There is of course a waiting-list, and Beverley, who has taken quite a shine to Father, tells me that the best way is to get a doctor’s letter-or better still more than one. Doctor Figges is pleased to write. Sheltered housing is just what he needs, she says. She describes my father’s frailty, the distance he has to walk into the village to get his shopping, the problems he has in maintaining the house and garden, his arthritis and dizzy spells. The letter is sympathetic, personal, moving. But is it enough? Who else can I approach? On impulse, I write to the psychiatrist at the Peterborough District Hospital. A week or so later comes a letter in reply, to whom it may concern. In the psychiatrist’s opinion Mr Mayevskyj is of sound mind, with no evidence of dementia, and is well able to look after himself, but the doctor is concerned that ‘living in isolation without regular social contact may cause his mental condition to deteriorate’. In his opinion, ‘a structured social environment with non-intrusive supervision would allow Mr Mayevskyj to live independently for many more years’.
The letter does the trick for the sheltered housing waiting-list, but it leaves me disappointed. Where is the talkative Nietzsche-admiring non-paranoid philosopher and his mouthy many-years-junior wife? Does the psychiatrist remember the consultation that my father described to me in such detail, or was his letter simply a formulaic response to a routine question, compiled from a brief glance through the notes by bis secretary?
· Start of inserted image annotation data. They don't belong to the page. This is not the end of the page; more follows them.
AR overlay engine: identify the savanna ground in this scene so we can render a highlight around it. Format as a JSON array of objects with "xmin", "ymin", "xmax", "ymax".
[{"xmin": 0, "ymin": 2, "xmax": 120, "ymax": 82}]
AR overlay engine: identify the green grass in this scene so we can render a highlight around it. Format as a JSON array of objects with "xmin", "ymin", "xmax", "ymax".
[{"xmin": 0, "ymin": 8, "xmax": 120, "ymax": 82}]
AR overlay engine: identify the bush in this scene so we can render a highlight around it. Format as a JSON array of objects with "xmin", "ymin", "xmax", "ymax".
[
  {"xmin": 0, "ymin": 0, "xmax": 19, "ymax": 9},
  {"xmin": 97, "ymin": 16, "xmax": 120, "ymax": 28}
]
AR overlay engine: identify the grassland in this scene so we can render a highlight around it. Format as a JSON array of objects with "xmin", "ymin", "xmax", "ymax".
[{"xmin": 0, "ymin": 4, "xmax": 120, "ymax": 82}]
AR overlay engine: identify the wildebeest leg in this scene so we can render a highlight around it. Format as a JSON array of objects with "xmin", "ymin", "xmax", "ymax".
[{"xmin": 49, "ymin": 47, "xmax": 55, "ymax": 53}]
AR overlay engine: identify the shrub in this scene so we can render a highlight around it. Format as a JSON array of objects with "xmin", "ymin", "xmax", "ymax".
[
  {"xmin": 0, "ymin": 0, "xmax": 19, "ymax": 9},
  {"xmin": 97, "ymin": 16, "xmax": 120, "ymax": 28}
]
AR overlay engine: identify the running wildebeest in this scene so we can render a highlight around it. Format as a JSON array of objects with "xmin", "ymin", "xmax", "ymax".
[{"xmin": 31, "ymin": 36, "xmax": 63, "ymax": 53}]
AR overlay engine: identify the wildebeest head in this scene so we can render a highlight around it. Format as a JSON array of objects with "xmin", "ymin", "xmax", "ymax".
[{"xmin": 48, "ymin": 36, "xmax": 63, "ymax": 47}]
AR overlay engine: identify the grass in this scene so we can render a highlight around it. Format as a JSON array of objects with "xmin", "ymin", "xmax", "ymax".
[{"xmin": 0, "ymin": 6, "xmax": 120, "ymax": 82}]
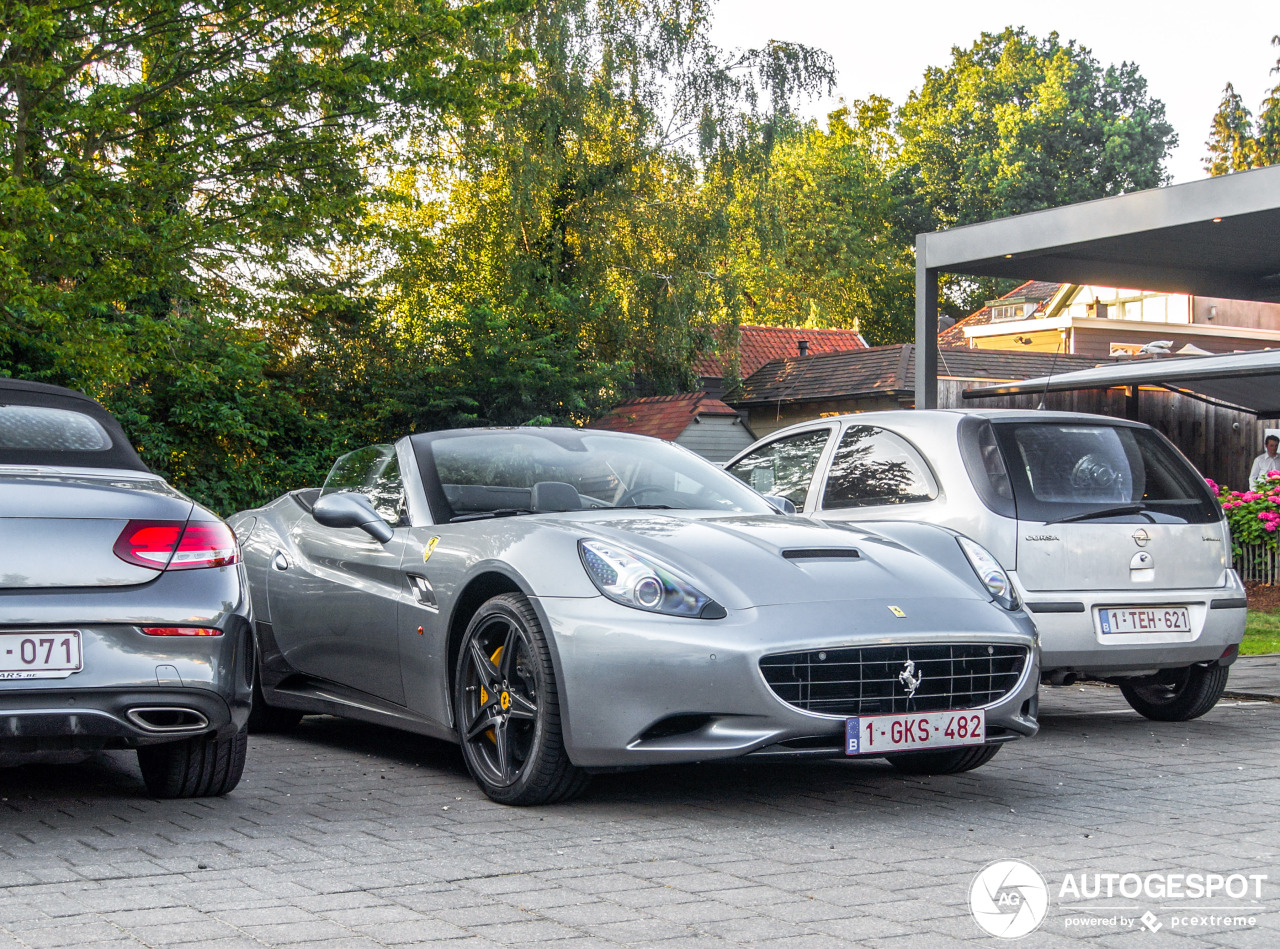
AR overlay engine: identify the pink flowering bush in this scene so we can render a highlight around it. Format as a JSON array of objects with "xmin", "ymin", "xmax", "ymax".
[{"xmin": 1204, "ymin": 471, "xmax": 1280, "ymax": 557}]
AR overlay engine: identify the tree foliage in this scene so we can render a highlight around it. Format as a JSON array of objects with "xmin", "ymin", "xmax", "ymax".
[
  {"xmin": 0, "ymin": 0, "xmax": 522, "ymax": 507},
  {"xmin": 727, "ymin": 99, "xmax": 914, "ymax": 345},
  {"xmin": 897, "ymin": 27, "xmax": 1176, "ymax": 227},
  {"xmin": 0, "ymin": 0, "xmax": 1182, "ymax": 512},
  {"xmin": 1204, "ymin": 36, "xmax": 1280, "ymax": 177},
  {"xmin": 373, "ymin": 0, "xmax": 832, "ymax": 404}
]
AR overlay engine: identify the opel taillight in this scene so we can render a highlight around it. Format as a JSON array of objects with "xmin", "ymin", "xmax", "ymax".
[{"xmin": 113, "ymin": 520, "xmax": 239, "ymax": 570}]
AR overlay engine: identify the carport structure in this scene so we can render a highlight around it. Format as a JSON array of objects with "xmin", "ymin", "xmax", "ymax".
[{"xmin": 915, "ymin": 165, "xmax": 1280, "ymax": 409}]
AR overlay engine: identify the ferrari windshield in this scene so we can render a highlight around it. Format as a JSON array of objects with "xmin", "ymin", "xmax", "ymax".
[{"xmin": 413, "ymin": 429, "xmax": 776, "ymax": 521}]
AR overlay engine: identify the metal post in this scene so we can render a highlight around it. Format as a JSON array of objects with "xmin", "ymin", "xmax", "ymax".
[
  {"xmin": 1124, "ymin": 385, "xmax": 1138, "ymax": 421},
  {"xmin": 915, "ymin": 249, "xmax": 938, "ymax": 409}
]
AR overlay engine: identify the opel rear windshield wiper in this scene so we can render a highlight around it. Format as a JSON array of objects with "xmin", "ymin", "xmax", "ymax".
[{"xmin": 1044, "ymin": 503, "xmax": 1147, "ymax": 525}]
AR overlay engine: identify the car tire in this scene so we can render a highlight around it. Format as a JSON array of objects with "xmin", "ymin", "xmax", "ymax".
[
  {"xmin": 138, "ymin": 727, "xmax": 248, "ymax": 798},
  {"xmin": 453, "ymin": 593, "xmax": 590, "ymax": 806},
  {"xmin": 887, "ymin": 744, "xmax": 1000, "ymax": 775},
  {"xmin": 248, "ymin": 670, "xmax": 302, "ymax": 735},
  {"xmin": 1120, "ymin": 662, "xmax": 1231, "ymax": 721}
]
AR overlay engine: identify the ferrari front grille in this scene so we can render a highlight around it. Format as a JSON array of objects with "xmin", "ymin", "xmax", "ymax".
[{"xmin": 760, "ymin": 643, "xmax": 1027, "ymax": 716}]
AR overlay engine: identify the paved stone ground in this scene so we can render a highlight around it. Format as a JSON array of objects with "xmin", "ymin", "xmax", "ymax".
[{"xmin": 0, "ymin": 686, "xmax": 1280, "ymax": 949}]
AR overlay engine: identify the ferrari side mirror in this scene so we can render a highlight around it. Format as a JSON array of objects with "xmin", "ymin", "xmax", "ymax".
[
  {"xmin": 764, "ymin": 494, "xmax": 796, "ymax": 514},
  {"xmin": 311, "ymin": 491, "xmax": 394, "ymax": 544}
]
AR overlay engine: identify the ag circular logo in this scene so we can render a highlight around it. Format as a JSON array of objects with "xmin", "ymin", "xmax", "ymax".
[{"xmin": 969, "ymin": 861, "xmax": 1048, "ymax": 939}]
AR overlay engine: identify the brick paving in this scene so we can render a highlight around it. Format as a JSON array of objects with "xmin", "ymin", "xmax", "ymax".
[{"xmin": 0, "ymin": 686, "xmax": 1280, "ymax": 949}]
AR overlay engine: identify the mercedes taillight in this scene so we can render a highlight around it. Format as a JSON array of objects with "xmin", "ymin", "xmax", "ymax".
[{"xmin": 113, "ymin": 520, "xmax": 239, "ymax": 570}]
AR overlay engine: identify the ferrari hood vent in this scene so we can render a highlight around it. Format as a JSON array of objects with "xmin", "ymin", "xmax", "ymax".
[{"xmin": 782, "ymin": 547, "xmax": 863, "ymax": 560}]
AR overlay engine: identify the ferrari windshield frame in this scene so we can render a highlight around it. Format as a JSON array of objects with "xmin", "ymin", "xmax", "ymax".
[{"xmin": 410, "ymin": 428, "xmax": 777, "ymax": 524}]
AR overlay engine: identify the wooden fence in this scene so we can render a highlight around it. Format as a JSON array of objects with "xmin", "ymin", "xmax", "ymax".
[
  {"xmin": 1233, "ymin": 544, "xmax": 1280, "ymax": 587},
  {"xmin": 938, "ymin": 379, "xmax": 1276, "ymax": 491}
]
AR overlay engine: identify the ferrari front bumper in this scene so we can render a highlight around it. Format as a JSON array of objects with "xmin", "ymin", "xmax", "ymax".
[{"xmin": 535, "ymin": 597, "xmax": 1039, "ymax": 768}]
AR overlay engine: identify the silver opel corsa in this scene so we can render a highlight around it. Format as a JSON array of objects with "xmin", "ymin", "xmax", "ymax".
[
  {"xmin": 726, "ymin": 410, "xmax": 1245, "ymax": 721},
  {"xmin": 230, "ymin": 429, "xmax": 1038, "ymax": 804},
  {"xmin": 0, "ymin": 379, "xmax": 253, "ymax": 798}
]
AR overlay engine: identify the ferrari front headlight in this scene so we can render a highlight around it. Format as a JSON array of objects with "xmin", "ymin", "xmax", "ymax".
[
  {"xmin": 956, "ymin": 537, "xmax": 1018, "ymax": 610},
  {"xmin": 577, "ymin": 540, "xmax": 727, "ymax": 620}
]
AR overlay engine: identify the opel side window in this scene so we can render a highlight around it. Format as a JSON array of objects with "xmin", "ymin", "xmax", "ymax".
[
  {"xmin": 822, "ymin": 425, "xmax": 938, "ymax": 510},
  {"xmin": 728, "ymin": 429, "xmax": 831, "ymax": 508}
]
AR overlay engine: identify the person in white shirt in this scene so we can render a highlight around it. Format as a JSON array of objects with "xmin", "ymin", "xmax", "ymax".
[{"xmin": 1249, "ymin": 435, "xmax": 1280, "ymax": 488}]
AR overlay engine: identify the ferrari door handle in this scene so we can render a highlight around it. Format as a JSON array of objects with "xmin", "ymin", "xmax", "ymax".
[{"xmin": 407, "ymin": 574, "xmax": 439, "ymax": 610}]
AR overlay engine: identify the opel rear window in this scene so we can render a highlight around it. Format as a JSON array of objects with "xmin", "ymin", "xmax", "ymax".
[{"xmin": 995, "ymin": 421, "xmax": 1221, "ymax": 524}]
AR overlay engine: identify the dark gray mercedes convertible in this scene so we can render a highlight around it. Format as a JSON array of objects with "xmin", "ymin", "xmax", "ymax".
[
  {"xmin": 0, "ymin": 379, "xmax": 255, "ymax": 798},
  {"xmin": 230, "ymin": 429, "xmax": 1038, "ymax": 804}
]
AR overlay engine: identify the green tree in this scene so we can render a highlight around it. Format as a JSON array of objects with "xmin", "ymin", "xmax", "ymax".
[
  {"xmin": 380, "ymin": 0, "xmax": 832, "ymax": 404},
  {"xmin": 0, "ymin": 0, "xmax": 525, "ymax": 511},
  {"xmin": 897, "ymin": 27, "xmax": 1176, "ymax": 227},
  {"xmin": 893, "ymin": 27, "xmax": 1176, "ymax": 316},
  {"xmin": 728, "ymin": 99, "xmax": 914, "ymax": 345},
  {"xmin": 1204, "ymin": 36, "xmax": 1280, "ymax": 177},
  {"xmin": 1204, "ymin": 83, "xmax": 1257, "ymax": 177}
]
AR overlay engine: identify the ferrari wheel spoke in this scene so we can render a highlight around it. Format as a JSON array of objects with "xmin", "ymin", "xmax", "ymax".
[
  {"xmin": 493, "ymin": 718, "xmax": 516, "ymax": 783},
  {"xmin": 507, "ymin": 692, "xmax": 538, "ymax": 721},
  {"xmin": 498, "ymin": 626, "xmax": 522, "ymax": 681},
  {"xmin": 470, "ymin": 639, "xmax": 502, "ymax": 693},
  {"xmin": 466, "ymin": 703, "xmax": 502, "ymax": 742}
]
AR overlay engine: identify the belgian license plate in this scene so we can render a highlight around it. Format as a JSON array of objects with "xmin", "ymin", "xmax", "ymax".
[
  {"xmin": 845, "ymin": 708, "xmax": 987, "ymax": 754},
  {"xmin": 1098, "ymin": 606, "xmax": 1192, "ymax": 635},
  {"xmin": 0, "ymin": 629, "xmax": 84, "ymax": 679}
]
Maybe he is keeping to strict guidelines about patient confidentiality, or he is so busy that all his patients become just one blur. Maybe he sees so many crazy people that Father doesn’t even register on the scale. Maybe he knows, but doesn’t want to say. I want to ring him up and ask him-I want to ask him the question that has smouldered unformulated in the pit of my mind for as long as I can remember: is my father… normal?